CN211781496U - Active chilled beam device and chilled beam air conditioning system - Google Patents

Abstract

The utility model provides an active chilled beam device and chilled beam air conditioning system, main part, static pressure case, heat exchanger, metal mesh board and nozzle, the static pressure case set up in the inside top position of main part, the nozzle set up in static pressure case below, the heat exchanger set up in the inside below position of main part, the metal mesh board with the heat exchanger cooperation installation, the metal mesh board with be provided with the filter between the heat exchanger, the heat exchanger bottom is provided with water receiving mechanism, the double-layered siphon material that has in the filter, the nozzle lower extreme is provided with water collecting mechanism, water collecting mechanism with water receiving mechanism connects.
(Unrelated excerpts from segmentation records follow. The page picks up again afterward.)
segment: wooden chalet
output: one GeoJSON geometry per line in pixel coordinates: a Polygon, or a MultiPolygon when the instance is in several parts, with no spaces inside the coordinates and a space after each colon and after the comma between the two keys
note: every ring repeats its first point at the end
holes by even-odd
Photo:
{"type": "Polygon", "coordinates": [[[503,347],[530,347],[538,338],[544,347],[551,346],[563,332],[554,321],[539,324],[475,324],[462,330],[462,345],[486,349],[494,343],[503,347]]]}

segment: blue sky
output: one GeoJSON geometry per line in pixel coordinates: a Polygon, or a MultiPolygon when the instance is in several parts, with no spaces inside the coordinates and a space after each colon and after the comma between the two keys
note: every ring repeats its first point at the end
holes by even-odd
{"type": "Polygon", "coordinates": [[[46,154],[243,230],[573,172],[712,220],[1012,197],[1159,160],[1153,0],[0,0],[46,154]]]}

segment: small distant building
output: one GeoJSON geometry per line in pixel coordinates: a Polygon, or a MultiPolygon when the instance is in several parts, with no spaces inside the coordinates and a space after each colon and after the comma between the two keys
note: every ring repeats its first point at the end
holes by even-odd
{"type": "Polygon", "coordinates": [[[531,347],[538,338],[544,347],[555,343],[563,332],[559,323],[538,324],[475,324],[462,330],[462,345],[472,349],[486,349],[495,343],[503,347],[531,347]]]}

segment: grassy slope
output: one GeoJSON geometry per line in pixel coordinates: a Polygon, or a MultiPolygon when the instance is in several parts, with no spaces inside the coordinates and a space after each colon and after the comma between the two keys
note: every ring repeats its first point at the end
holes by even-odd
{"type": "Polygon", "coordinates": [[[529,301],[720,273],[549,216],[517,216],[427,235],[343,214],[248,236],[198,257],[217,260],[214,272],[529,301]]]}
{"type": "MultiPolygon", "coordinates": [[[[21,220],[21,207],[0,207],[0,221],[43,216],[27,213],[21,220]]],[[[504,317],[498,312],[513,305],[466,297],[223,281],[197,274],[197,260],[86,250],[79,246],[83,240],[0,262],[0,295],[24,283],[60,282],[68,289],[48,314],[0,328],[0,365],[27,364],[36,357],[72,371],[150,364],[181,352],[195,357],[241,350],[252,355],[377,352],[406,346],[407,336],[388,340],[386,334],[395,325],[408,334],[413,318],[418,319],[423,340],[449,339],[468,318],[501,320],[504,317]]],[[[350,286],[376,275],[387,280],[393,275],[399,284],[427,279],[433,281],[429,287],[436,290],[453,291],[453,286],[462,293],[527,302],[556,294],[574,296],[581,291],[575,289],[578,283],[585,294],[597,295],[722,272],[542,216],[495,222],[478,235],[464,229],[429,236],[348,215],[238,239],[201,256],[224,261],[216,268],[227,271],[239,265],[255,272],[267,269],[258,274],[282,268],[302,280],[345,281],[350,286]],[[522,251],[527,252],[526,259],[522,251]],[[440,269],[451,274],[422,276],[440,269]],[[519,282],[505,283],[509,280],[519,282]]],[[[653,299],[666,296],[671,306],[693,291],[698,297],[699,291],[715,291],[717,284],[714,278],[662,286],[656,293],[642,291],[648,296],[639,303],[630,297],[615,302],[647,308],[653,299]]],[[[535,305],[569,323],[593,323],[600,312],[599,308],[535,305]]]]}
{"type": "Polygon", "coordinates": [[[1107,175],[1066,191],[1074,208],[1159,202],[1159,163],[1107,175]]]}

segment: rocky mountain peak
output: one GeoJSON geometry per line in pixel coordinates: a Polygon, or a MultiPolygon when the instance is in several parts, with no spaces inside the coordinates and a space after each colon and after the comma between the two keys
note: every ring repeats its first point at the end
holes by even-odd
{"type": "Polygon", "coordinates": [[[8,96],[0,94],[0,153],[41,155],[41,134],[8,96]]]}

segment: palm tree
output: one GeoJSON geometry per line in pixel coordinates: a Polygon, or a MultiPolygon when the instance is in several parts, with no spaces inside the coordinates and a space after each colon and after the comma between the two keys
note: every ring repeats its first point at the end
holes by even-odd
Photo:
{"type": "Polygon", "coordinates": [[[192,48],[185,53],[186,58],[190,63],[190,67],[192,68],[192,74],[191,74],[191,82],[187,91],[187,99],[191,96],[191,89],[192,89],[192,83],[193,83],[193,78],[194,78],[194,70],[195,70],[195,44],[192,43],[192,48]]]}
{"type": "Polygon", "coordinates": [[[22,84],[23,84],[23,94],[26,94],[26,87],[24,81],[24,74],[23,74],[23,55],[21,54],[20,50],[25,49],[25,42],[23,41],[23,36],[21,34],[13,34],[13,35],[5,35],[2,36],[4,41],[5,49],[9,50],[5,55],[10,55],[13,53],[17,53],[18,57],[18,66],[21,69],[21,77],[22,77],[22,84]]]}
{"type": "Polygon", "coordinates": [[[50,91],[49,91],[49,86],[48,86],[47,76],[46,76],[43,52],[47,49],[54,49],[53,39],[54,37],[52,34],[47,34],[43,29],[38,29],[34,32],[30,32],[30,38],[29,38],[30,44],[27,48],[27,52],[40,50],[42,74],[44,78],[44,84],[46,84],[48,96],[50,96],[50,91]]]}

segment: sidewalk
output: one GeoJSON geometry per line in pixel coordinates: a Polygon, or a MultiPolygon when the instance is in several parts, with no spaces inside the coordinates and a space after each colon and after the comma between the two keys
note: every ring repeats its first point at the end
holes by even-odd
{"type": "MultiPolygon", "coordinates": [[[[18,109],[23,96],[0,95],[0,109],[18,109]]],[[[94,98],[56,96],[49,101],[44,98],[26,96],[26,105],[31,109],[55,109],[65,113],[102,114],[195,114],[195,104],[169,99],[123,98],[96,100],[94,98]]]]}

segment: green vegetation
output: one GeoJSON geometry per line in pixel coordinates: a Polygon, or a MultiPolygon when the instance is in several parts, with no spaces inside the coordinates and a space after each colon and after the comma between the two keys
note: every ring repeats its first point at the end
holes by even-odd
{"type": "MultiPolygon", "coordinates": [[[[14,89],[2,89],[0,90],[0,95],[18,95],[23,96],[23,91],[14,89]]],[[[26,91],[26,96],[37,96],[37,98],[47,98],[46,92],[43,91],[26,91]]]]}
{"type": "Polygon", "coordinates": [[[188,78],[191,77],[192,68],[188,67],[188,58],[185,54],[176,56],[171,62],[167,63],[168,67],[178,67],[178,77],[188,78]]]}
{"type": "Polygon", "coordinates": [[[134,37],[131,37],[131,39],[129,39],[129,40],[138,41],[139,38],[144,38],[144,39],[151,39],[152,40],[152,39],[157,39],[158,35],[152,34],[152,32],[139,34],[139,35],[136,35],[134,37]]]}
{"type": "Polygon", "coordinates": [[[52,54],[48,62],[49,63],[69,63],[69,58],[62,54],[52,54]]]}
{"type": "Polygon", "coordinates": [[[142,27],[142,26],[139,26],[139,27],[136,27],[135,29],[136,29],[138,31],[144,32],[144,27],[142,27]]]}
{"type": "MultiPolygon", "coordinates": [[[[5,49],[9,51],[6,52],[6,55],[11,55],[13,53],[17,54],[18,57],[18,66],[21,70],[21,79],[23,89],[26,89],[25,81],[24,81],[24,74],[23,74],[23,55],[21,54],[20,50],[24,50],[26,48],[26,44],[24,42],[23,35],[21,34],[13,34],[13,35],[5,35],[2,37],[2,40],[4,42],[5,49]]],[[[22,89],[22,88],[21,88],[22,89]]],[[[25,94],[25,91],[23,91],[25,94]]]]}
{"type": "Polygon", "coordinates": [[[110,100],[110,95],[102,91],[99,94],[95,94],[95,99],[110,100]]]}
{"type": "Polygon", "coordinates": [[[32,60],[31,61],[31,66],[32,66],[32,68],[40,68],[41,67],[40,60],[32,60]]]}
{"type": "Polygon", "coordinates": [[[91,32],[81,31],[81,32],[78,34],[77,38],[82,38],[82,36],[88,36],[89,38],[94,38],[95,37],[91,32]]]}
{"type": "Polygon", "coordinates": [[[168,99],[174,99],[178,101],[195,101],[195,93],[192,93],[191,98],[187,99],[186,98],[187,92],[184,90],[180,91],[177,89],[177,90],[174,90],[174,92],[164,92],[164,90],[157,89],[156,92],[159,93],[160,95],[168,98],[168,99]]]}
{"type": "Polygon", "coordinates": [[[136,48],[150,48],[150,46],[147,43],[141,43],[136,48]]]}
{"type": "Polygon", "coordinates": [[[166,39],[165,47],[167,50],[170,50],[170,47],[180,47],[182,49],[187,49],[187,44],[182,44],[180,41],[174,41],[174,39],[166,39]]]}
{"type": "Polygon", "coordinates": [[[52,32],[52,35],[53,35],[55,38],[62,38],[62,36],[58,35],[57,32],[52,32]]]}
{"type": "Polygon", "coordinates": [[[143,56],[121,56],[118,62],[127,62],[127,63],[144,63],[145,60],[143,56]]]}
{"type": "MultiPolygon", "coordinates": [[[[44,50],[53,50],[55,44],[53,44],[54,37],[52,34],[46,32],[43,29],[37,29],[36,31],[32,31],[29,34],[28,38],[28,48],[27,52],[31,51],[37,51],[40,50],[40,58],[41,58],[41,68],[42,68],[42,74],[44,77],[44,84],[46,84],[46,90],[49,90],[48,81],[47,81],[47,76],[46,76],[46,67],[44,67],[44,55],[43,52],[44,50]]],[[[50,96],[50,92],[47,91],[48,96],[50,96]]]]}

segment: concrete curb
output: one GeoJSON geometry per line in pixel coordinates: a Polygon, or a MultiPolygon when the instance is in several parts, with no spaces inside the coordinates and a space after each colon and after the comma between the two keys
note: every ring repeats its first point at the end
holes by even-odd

The utility model provides a problem that active hanging chilled beam condensation water was collected, realize condensation water's abundant recycle simultaneously, prevent to gather and lead to the sanitary problem.

Description

Active chilled beam device and chilled beam air conditioning system

Technical Field

The utility model relates to a chilled beam air conditioner technical field, concretely relates to active chilled beam device and chilled beam air conditioning system.

Background

The existing active chilled beam basically does not have a perfect condensed water receiving design, and the condensed water phenomenon rarely occurs mainly because the chilled beam is designed for sensible heat exchange, and most designs prevent the condensed water phenomenon from occurring in the aspects of detection and control. The prior art disclosures do not have a corresponding structural design to receive the condensed water, substantially regardless of how the condensed water is collected and may occur.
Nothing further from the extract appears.